Un detalle de la portada del libro

''La disputa de Barcelona'', una controversia religiosa en la Cataluña del siglo XIII

En 1263 se celebró una controversia religiosa entre cristianos y judíos que presidió Jaime I y que Josep M. Quintana relata de forma novelada

El diálogo inter religioso no es cosa reciente, sino que hunde sus raíces en la Baja Edad Media cuando se manifestó en forma de controversias o disputas entre las tres grandes religiones reveladas, cristianismo, judaísmo e islamismo, aunque bien es cierto que siempre con el deseo de que la primera de ellas resultase vencedora en el debate. Josep M. Quintana trae a colación la celebración de uno de estos encuentros en la Barcelona del siglo XIII cuando, con la anuencia del rey Jaime I y bajo su presidencia, se celebró una disputa dialéctica entre el fraile converso Pau Cristiá y el rabino de la aljama gerundense Mosse ben Nahman, más conocido como Nahamanides.

Quintana recupera aquel hecho en “La disputa de Barcelona” (Pagès editors), un libro muy bien documentado en el que describe someramente los argumentos teológicos esgrimidos por cada una de las partes (si se produjo la llegada del Mesías esperado por el pueblo judío, si Jesús puede considerado ese Mesías y si fue realmente hijo de Dios) y lo hace en su contexto histórico.

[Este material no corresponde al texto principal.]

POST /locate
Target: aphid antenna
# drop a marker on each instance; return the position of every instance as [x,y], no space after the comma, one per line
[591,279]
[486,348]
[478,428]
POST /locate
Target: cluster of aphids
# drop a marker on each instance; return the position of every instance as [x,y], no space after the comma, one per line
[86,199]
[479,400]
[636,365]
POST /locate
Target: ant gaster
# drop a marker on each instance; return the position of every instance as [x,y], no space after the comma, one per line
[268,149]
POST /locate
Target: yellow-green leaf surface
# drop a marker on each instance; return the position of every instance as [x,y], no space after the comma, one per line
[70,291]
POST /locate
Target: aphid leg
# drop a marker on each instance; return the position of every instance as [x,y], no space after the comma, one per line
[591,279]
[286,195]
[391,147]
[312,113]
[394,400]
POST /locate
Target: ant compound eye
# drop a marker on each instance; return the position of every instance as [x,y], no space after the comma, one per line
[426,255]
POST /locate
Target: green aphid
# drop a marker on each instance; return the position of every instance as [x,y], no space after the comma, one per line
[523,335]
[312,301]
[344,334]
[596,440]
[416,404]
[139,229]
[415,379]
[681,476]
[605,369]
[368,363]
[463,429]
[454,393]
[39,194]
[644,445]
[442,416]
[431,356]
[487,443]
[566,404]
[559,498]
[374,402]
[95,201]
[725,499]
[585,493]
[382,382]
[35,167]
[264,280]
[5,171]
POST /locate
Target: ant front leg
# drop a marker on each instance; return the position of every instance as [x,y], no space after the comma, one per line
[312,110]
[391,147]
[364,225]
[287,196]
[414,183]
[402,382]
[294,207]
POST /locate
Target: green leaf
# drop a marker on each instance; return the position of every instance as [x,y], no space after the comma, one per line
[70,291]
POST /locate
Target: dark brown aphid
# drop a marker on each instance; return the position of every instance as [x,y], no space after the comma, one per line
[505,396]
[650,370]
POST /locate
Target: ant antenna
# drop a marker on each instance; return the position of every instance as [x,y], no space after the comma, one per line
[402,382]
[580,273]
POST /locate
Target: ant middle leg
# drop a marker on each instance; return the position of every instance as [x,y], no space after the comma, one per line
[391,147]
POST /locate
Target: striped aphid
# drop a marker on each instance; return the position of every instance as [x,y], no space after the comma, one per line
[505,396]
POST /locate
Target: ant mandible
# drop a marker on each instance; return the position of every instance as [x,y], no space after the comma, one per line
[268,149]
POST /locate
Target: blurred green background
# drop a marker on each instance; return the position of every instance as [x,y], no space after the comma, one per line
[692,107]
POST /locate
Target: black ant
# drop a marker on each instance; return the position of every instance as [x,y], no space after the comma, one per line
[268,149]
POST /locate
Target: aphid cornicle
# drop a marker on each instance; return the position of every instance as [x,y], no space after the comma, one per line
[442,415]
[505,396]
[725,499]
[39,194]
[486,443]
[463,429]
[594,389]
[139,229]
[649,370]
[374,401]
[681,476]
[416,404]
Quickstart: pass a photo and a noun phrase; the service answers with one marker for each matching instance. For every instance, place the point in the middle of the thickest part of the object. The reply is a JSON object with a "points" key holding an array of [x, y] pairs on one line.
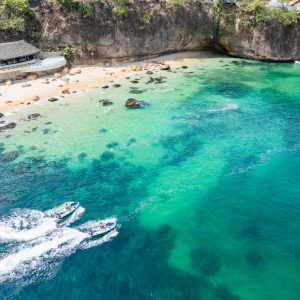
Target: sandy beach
{"points": [[26, 92]]}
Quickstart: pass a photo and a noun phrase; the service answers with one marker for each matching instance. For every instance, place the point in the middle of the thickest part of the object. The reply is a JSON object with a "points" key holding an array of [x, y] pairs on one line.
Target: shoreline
{"points": [[17, 97]]}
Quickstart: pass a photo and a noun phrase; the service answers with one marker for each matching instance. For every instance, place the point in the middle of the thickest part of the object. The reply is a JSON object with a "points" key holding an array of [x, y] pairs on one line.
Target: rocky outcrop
{"points": [[265, 41], [153, 28], [134, 103], [105, 37]]}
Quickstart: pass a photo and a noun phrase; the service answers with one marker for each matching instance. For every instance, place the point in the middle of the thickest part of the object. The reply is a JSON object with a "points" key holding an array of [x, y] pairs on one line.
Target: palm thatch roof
{"points": [[16, 49]]}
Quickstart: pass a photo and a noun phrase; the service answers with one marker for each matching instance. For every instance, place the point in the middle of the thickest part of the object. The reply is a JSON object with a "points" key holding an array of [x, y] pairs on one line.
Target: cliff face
{"points": [[153, 28], [275, 42], [148, 30]]}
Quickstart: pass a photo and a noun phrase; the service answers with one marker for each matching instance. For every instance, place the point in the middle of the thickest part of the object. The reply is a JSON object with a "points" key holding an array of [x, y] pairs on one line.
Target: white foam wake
{"points": [[40, 253], [33, 245], [229, 106], [25, 225]]}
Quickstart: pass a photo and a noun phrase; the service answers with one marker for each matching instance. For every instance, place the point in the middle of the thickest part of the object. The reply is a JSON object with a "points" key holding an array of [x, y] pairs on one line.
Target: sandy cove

Pero con el fin de hacerlos accesibles a cualquier tipo de lectores, les añade un elemento de ficción narrativa que gira en torno a tres crímenes, aparente y sospechosamente ligados a los intereses religiosos puestos en cuestión.

Resulta particularmente interesante la descripción de la sociedad catalano-aragonesa de aquellos tiempos, en los que existía una clase judía que ejercía funciones importantes en la corte o disponía de cuantiosos bienes como fruto de su actividad comercial y financiera, puesto que detentaba la concesión con intereses usurarios de préstamos e hipotecas -prohibidos por ley religiosa a los musulmanes y condicionados por la doctrina católica- lo que les granjeaba la envidia, cuando no la animadversión de muchos. A los monarcas -tenedores de muchos créditos otorgados por los financieros judíos- les correspondía ejercer un difícil equilibrio entre este colectivo, que le era muy fiel, y el latente antisemitismo de sus súbditos cristianos y de los papas, así como la animadversión de la nobleza local cuyos privilegios había restringido notablemente. El autor valora positivamente esta equidistancia del monarca, pero también critica su carácter indeciso, manifestado en la promulgación de una legislación contradictoria en favor o desfavor de los judíos según las presiones recibidas en cada momento para, finalmente, achacar su sometimiento a Roma con el fin de hacerse perdonar la crueldad que había cometido con el obispo de Gerona y evitar de este modo la excomunión.

Como en toda novela hay un personaje bueno y otro malo, en este caso el primero es el rabino gerundense, al que se consideró vencedor moral en la controversia teológica, habida cuenta la sabia argumentación que utilizó, basada en el profundo conocimiento de los textos veterotestamentarios -cuyos argumentos fueron arteramente manipulados en el acta notarial oficial- mientras que el segundo es Raimon de Penyafort -y con él, el converso Pau Cristià y en general los dominicos y franciscanos, adalides de la ortodoxia católica-  al que se retrata como un furibundo antisemita capaz de utilizar herramientas indignas con el fin de ridiculizar a los discrepantes que no aceptaban bautizarse.